There is another important issue, however, in how the NOACs will probably change anticoagulant prophylaxis in AFib patients in the future.  In order for these new agents to enter general clinical use, it is important that the speciality groups, such as cardiologists, take responsibility and make a major effort to try to improve the use of antithrombin therapy, for this is what will give reassurance to the primary care physicians that it is an appropriate way to manage patients.  This is especially important moving forward, because as introduction of the NOACs with their wide therapeutic ranges makes it less necessary to manage the very narrow therapeutic INR values of warfarin, there will be less need to measure coagulation parameters -- and as a result, patients will no doubt be less likely to be followed by the subspecialists (e.g., cardiologists) and more likely to be followed by their primary care physicians.  

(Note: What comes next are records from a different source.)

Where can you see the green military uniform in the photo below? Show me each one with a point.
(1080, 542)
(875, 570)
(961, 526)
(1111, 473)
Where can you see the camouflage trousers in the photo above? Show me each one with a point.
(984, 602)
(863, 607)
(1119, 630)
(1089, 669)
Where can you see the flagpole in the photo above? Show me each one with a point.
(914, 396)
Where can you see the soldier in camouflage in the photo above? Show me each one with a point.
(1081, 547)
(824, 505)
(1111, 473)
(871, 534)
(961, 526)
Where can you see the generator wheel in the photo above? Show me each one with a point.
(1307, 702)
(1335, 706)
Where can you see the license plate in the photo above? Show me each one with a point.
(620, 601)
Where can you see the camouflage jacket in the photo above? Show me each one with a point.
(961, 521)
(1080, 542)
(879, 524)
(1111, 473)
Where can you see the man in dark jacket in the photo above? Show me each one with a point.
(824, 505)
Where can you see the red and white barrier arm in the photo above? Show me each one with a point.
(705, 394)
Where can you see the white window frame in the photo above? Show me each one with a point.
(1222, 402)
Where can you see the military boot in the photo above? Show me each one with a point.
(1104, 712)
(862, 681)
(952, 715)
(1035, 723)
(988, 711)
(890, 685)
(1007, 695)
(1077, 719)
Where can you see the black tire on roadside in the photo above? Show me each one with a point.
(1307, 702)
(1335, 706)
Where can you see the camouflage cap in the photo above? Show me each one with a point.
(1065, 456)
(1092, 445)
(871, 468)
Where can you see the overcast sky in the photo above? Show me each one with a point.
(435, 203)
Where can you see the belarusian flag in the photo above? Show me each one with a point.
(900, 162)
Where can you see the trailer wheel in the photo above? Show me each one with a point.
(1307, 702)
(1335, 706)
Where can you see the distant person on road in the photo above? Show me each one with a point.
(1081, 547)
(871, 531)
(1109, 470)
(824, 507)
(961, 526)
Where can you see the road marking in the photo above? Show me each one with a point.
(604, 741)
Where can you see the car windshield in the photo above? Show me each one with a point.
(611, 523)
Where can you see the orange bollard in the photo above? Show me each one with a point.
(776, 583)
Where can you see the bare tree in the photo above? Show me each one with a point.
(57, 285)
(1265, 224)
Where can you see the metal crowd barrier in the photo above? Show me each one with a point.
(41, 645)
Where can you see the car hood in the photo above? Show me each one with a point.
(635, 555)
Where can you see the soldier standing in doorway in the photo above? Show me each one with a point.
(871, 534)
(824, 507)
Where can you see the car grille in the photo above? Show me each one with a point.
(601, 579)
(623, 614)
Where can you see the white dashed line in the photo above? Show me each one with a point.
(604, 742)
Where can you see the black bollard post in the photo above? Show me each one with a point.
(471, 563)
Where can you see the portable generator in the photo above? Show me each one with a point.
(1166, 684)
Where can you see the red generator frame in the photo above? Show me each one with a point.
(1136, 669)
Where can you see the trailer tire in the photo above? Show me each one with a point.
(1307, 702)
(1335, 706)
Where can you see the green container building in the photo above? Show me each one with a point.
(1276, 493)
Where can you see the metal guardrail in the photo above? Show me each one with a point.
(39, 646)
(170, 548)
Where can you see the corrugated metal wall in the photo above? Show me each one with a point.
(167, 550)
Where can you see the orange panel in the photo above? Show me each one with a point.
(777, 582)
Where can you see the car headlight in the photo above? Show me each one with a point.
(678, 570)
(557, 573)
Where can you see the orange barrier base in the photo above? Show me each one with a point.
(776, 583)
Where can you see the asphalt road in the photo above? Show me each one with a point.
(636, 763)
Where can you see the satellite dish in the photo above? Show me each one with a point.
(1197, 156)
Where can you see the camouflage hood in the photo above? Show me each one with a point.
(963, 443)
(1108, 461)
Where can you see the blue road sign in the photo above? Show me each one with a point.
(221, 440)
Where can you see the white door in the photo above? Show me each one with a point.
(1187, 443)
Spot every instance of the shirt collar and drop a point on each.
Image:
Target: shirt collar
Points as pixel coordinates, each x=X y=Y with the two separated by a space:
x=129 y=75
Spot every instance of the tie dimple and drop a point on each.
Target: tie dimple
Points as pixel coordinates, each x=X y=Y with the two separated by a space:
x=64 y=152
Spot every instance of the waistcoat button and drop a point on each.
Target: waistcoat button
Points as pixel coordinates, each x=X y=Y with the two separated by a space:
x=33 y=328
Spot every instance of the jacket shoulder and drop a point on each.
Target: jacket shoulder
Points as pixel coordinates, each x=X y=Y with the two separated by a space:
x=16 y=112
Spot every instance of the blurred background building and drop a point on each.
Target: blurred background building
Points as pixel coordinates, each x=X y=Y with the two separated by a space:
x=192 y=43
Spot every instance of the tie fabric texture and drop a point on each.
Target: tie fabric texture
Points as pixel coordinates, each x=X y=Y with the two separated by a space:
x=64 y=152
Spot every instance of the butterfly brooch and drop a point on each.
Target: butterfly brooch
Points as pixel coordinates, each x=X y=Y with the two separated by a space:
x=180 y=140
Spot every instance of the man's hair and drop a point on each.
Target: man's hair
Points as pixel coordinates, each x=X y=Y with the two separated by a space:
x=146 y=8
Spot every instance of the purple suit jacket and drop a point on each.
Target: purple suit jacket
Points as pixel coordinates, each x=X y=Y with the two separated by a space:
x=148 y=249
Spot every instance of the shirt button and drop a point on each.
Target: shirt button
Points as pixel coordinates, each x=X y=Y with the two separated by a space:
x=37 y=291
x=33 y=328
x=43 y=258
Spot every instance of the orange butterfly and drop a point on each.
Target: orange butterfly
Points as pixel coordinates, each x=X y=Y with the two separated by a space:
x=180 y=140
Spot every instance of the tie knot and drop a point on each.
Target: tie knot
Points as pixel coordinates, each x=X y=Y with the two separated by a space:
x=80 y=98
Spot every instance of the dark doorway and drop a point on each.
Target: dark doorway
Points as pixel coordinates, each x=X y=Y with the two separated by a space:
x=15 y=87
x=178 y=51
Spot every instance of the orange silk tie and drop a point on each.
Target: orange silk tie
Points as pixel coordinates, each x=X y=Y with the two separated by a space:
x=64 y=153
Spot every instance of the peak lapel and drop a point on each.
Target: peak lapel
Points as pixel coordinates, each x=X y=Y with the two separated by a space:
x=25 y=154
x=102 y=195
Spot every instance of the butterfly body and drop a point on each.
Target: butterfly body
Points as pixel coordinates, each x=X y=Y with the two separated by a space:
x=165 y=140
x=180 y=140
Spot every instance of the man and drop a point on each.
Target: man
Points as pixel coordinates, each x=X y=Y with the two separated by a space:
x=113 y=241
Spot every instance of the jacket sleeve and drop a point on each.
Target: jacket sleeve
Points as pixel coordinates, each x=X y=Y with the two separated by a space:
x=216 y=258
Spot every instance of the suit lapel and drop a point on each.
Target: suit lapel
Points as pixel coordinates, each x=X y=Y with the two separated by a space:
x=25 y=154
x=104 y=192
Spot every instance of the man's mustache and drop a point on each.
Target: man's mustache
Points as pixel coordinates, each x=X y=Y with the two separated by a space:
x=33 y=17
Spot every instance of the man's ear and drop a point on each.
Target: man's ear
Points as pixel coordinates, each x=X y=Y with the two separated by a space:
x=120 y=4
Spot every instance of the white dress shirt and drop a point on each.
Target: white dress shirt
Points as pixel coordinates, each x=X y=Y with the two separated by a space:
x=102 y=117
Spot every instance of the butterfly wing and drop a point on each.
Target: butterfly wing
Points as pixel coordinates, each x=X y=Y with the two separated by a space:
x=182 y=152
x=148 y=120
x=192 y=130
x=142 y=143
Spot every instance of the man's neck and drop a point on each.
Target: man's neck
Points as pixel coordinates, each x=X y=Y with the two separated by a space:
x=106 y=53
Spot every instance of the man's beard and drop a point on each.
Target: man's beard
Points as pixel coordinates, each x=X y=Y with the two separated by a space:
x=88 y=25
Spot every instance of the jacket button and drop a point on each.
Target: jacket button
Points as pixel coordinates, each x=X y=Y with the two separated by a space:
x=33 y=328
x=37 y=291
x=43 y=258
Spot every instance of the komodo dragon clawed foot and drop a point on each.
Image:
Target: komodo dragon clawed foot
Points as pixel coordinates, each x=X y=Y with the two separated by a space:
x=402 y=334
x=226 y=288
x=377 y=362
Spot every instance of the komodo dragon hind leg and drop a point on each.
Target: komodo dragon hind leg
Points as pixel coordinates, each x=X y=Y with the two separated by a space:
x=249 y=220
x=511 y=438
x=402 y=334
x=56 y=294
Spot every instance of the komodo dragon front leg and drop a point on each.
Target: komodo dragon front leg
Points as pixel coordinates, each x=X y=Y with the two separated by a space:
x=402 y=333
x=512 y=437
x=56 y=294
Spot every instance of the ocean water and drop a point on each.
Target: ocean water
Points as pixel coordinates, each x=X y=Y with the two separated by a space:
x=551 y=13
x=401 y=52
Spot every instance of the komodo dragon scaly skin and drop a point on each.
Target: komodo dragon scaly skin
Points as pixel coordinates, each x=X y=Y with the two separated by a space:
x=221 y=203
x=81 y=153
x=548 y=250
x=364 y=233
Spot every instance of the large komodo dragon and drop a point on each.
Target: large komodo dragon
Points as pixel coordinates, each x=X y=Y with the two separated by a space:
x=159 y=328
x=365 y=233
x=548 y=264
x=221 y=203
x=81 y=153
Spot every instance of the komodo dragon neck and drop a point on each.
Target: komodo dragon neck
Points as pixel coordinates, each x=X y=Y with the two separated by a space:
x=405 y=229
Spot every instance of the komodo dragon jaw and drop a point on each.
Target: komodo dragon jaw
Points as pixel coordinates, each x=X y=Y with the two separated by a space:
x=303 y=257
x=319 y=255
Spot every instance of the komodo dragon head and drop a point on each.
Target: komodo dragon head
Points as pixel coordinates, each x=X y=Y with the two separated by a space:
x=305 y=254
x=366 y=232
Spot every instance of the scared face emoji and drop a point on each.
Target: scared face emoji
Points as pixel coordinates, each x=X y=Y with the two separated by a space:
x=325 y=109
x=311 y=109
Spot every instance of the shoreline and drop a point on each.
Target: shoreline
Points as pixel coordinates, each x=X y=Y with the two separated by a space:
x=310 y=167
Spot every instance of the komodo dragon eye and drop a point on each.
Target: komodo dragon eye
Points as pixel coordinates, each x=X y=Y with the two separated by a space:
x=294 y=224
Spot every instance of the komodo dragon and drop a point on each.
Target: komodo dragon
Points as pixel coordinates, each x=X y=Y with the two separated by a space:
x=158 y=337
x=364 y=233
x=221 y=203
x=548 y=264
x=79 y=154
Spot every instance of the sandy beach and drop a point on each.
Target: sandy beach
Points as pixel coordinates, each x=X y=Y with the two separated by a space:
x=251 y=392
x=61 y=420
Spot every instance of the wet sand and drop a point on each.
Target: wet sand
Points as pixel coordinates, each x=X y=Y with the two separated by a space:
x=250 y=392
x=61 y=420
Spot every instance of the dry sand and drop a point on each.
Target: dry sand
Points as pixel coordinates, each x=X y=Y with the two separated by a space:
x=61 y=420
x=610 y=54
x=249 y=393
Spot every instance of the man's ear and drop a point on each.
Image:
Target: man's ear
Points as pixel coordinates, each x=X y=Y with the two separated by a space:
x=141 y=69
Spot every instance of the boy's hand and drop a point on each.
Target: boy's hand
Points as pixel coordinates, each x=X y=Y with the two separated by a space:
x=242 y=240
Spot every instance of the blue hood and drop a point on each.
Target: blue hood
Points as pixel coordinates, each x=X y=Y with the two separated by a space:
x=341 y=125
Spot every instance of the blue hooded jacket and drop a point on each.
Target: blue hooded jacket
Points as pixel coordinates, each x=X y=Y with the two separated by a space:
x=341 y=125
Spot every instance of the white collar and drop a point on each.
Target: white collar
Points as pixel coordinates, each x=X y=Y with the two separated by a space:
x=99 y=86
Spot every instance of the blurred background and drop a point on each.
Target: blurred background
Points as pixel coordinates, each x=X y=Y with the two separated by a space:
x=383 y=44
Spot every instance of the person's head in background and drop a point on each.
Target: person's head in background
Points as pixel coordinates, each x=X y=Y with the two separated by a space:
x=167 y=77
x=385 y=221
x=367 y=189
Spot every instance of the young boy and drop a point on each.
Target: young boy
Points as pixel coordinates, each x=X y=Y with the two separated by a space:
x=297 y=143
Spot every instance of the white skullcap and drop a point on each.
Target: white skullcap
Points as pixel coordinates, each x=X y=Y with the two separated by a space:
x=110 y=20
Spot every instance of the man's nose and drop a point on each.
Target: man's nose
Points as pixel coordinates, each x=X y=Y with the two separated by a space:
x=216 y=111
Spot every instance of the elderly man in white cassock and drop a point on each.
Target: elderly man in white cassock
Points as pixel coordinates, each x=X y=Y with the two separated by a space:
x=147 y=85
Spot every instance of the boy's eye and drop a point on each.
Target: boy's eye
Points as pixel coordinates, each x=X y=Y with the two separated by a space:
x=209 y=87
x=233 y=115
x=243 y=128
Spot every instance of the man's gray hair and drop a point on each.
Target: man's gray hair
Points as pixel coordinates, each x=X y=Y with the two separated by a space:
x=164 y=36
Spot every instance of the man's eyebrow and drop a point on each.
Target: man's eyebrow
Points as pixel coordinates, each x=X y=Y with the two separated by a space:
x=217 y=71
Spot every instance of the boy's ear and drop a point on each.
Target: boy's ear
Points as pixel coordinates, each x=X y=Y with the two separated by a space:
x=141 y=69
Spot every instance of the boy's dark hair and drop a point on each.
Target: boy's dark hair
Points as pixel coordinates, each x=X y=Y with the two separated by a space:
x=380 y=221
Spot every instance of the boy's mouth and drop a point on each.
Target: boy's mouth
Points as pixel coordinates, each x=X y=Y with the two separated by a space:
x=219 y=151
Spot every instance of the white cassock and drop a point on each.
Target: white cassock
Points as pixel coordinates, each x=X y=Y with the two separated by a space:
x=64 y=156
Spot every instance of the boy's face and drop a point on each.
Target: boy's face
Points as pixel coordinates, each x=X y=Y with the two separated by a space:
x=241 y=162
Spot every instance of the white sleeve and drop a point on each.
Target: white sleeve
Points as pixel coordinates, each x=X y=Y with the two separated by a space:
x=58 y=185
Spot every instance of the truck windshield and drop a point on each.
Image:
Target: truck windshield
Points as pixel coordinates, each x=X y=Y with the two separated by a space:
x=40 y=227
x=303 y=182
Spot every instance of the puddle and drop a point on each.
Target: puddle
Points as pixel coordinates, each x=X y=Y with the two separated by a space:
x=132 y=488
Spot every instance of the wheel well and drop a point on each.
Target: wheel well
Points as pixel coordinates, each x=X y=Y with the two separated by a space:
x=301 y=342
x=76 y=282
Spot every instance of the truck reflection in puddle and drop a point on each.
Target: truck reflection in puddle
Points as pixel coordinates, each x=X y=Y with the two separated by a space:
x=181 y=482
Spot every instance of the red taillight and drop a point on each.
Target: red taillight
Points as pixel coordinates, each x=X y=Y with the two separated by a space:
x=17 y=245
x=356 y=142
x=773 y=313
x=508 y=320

In the presenter's case, for example, the plan in our practice is to look forward to closing a 1000-patient anticoagulation clinic, since sooner or later those patients will move to treatment with one of the NOACs, and then they will be followed mainly by their primary care physicians.  Thus the introduction of the NOACs should provide an important "window of opportunity" for all physicians who treat patients with AFib.

French WJ. Am J Med 2013; 126: 00-00.